Look for the cohort. Cultural standards and normalization have enormous power over whether we choose a practice and how we find the guts to commit to our work. When you are surrounded with respected peers, it’s more likely you’ll do the work you set out to do. Find this cohort with intent. Don’t wait for it to happen to you. You don’t have to be picked.
Seek Out Constraints
Constraints create the possibility of work. Constraints enable us to create art. Art solves problems in a novel way and problems always have contraints.
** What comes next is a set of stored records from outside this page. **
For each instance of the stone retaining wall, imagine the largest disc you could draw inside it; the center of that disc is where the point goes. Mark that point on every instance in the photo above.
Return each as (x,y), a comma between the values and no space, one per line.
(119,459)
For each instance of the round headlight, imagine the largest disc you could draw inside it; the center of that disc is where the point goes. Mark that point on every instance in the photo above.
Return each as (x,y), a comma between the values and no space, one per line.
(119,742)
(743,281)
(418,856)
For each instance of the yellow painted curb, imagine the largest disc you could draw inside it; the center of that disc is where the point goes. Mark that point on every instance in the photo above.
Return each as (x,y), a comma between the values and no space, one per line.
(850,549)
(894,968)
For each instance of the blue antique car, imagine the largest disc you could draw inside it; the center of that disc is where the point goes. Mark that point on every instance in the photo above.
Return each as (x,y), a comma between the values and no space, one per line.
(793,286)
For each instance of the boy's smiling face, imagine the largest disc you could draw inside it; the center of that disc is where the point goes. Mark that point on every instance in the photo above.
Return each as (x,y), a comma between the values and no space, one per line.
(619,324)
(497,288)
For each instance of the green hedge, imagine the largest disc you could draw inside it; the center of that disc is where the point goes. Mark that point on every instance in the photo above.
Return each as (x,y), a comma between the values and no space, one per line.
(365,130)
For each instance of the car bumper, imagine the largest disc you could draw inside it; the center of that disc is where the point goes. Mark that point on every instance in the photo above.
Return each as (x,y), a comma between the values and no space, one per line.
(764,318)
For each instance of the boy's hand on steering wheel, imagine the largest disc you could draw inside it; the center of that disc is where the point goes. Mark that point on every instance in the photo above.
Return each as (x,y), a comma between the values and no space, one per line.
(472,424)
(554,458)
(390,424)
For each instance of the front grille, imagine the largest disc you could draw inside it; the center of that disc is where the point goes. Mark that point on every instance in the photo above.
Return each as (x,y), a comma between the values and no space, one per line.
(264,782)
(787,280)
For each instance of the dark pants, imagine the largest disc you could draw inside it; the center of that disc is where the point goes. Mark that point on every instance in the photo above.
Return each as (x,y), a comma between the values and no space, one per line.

You can’t think outside the box. It’s dark and cold outside of the box. But the edge of the box? The edge of the box give you leverage.
Elements of the Practice
- Creative is a choice.
- Avoid certainty.
- Postpone gratification.
- Seek joy.
- Pick yourself.
- Results are a by-product.
- Understand genre.
- Embrace generosity.
- Ship the work.
- Learn from what you ship.
- Avoid reassurance.
- Dance with fear.
- Be paranoid about mediocrity.
- Learn new skills.
- Create change.
- See the world as it is.
- Get better clients.
- Be the boss of teh process.
- Trust your self.
- Repeat.
Where do Ideas come from?
All the good ideas must be taken by now.
There was a bad idea.
And there was a better one.
If you want to complain that you don’t have any good idea, please show me all your bad ideas first.
Ideas rarely come from watching television.
Ideas come from listening to a lecture. Ideas often come while reading a book. Good ideas come from bad ideas, but only if there are enough of them.
The book and the author: The Practice is a book from the bestselling author Seth Godin. The Practice is a roadmap to the journey taken by every artist, writer, maker and entrepreneur.